2. Beyond being solid and the right weight and length, and perhaps having the style of grip you prefer, there is little the butt does for the cue.
3. The tip is important. Many tips are no good. Tips can be replaced; learn how to do it yourself. The tip has more effect on how the cue plays than the butt.
4. The shaft is the most important part of the cue. Shafts are relatively cheap. Some highly regarded cue makers make unusable shafts.
Here's a quick test to see if the cue is worth looking at further. It tests the amount of "squirt" or deflection on extreme english shots. Many expensive sticks fail this test.

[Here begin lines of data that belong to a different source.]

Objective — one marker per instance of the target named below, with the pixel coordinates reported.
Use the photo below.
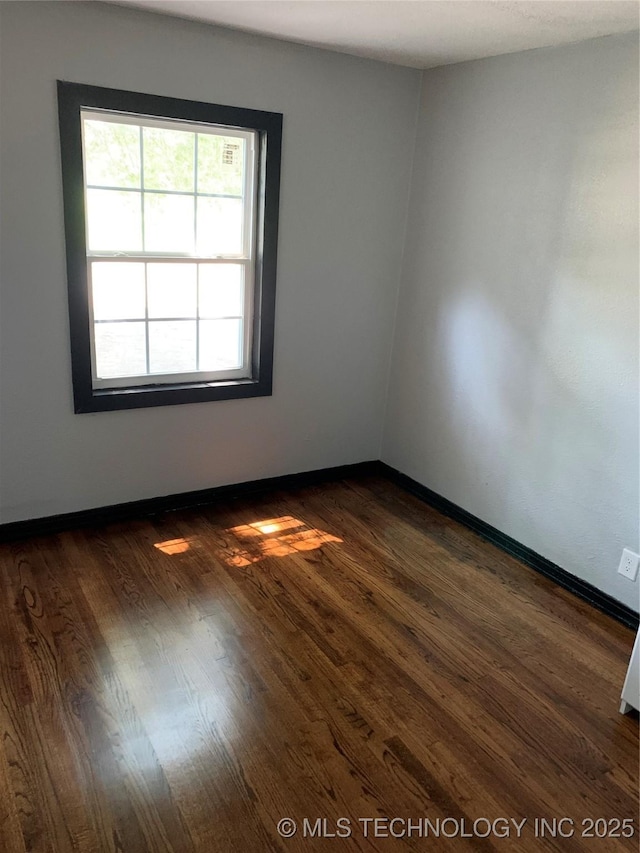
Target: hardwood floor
(183, 683)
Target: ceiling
(416, 33)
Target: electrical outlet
(629, 564)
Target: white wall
(348, 136)
(514, 382)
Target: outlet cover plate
(629, 564)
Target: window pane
(118, 291)
(172, 346)
(220, 164)
(112, 154)
(220, 344)
(114, 221)
(219, 226)
(172, 290)
(120, 349)
(168, 223)
(221, 290)
(169, 157)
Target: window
(171, 213)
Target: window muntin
(117, 337)
(170, 234)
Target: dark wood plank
(181, 683)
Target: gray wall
(348, 137)
(514, 382)
(514, 379)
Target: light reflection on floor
(267, 538)
(270, 537)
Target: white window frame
(246, 258)
(254, 378)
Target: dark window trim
(72, 97)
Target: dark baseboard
(184, 500)
(616, 609)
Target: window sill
(114, 399)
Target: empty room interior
(319, 426)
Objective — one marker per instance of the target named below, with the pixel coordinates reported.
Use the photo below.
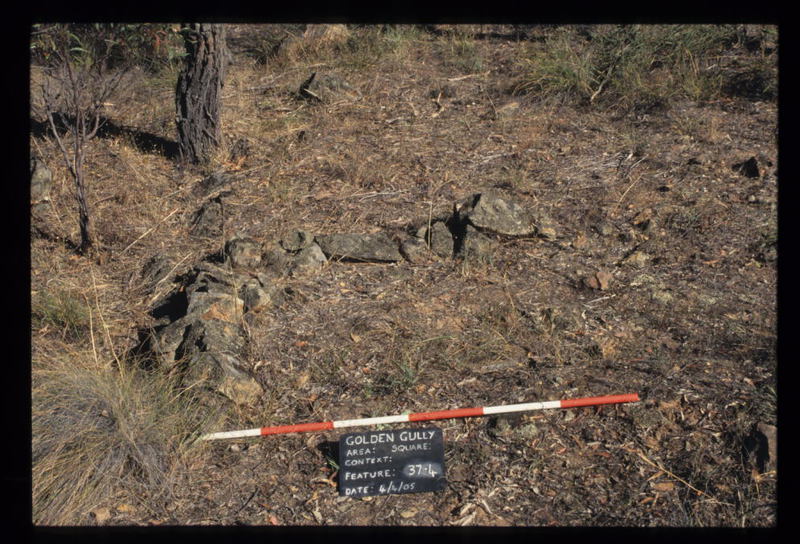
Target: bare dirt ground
(660, 279)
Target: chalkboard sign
(389, 462)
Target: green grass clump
(632, 65)
(62, 311)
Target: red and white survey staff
(425, 416)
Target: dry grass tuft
(101, 436)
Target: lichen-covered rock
(309, 260)
(493, 212)
(475, 245)
(243, 252)
(297, 241)
(376, 247)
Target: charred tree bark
(199, 92)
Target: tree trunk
(199, 91)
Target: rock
(748, 168)
(224, 307)
(475, 246)
(210, 278)
(603, 228)
(636, 259)
(308, 260)
(493, 212)
(599, 280)
(41, 181)
(276, 261)
(297, 240)
(243, 252)
(438, 238)
(256, 296)
(359, 247)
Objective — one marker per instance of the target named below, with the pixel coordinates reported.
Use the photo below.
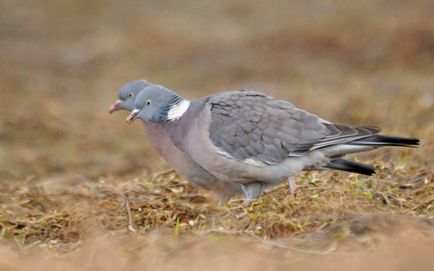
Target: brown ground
(81, 189)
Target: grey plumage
(258, 141)
(182, 163)
(127, 95)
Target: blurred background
(62, 62)
(363, 62)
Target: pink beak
(115, 107)
(133, 116)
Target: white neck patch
(176, 111)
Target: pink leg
(292, 185)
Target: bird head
(127, 95)
(158, 104)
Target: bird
(181, 162)
(255, 140)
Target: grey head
(159, 105)
(127, 95)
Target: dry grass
(81, 189)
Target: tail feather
(350, 166)
(383, 140)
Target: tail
(383, 140)
(350, 166)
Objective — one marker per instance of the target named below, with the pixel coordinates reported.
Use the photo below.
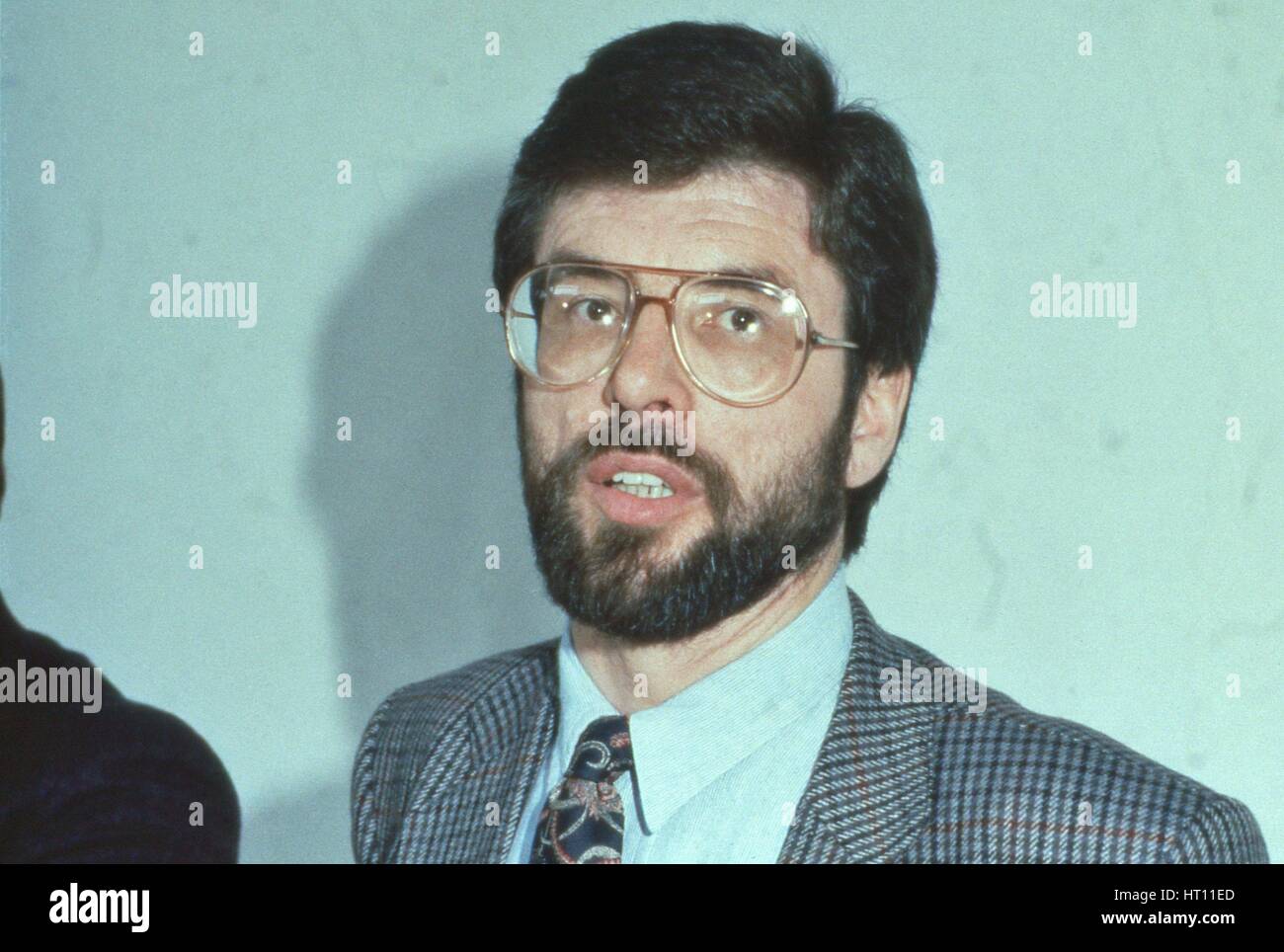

Place the cue ball on the head spot. Shoot along the main axis of the table over the foot spot to the middle of the foot rail with extreme left english, with the tip contacting the cue ball on the equator. You should be able to hit the left side rail near the side pocket (tan(theta)>0.5, where theta is the angle between incident and reflected path). Did you remember to chalk? Play the shot with enough speed that the cue will hit the far rail a second time if not caught.
Once you are comfortable and consistent with spinning the ball that much, place an object ball frozen to the middle of the foot rail. Shoot the same extreme left english shot, trying to hit on the rail just barely to the right of the object ball and then spin into the ball. Hit correctly, the object ball will be pocketed in the corner. If you miss the object ball entirely, the cue ball should still hit near the side pocket. Be sure on the final stroke that the stick comes straight through the cue ball without any curving to either side.
Now, note (or have a friend note) where your cue stick points on shots when the object ball is pocketed. If the stick points somewhere in the object ball, it's pretty good. If the stick points to the wrong side of the object ball (left side, from your viewpoint) it has too much squirt (deflection) to be usable. [It is unlikely that the line of the stick will be parallel to the desired path of the cue ball. If that's the result you get, you're probably ignoring one of the cueing instructions above.]
If several cues are available, including house cues, compare them.
Squirt is the single most important characteristic of a cue stick. Less is better. More squirt means more aiming compensation on any shot with side spin. It is remarkable that many good players are unaware of the existence of squirt.